Qu’est ce qui poussent certaines familles à s’opposer aux mariages mixtes ?
Au Burundi, parfois quand une personne veut épouser une femme ou un homme qui n’est pas de son groupe ethnique, religieux ou même régional, elle se heurte à la résistance des parents. Ceci s’explique par plusieurs facteurs. Primo, après les indépendances les gens se sont recroquevillés derrière leurs ethnies, croyant qu’ils étaient meilleurs entre eux. Secundo, dans le contexte africain voire même burundais, le mariage ne réunit pas seulement deux personnes mais deux familles. Dans les temps anciens, ce ne sont pas les mariés qui se choisissaient mais ce sont leurs parents qui choisissaient les conjoints. Actuellement, les choses ayant évolué, ce sont les époux eux-mêmes qui se choisissent par amour et décident de vivre ensemble. Leur décision n’engage qu’eux.
Quelle attitude les parents devraient adopter face à la volonté de leurs enfants de s’unir aux personnes de l’ethnie différente ?
Les parents devraient adhérer au choix de leurs enfants, ne pas les contraindre à se séparer alors qu’ils croient être mieux ensemble.
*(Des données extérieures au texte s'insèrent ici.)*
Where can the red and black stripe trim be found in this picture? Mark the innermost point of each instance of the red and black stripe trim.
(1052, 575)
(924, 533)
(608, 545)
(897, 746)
Ils doivent également se rappeler qu’ils ont eu leur temps pour s’aimer, se marier et donner naissance à ces enfants. Ils doivent donc comprendre que c’est à leur tour de décider de leurs destinées, avec qui ils vont avancer dans la vie.
Quid du comportement des enfants en cas de résistance de leurs parents à leur union ?
Lorsqu’ils réalisent qu’il y a une résistance du côté des parents face à leur projet de mariage, les deux futurs époux devraient chercher à les convaincre, je veux dire remettre leurs parents à leurs places, tout en leur demandant de les laisser grandir dans leurs choix.

N’y a-t-il pas des conséquences en cas de mariage mixte dans le contexte burundais ?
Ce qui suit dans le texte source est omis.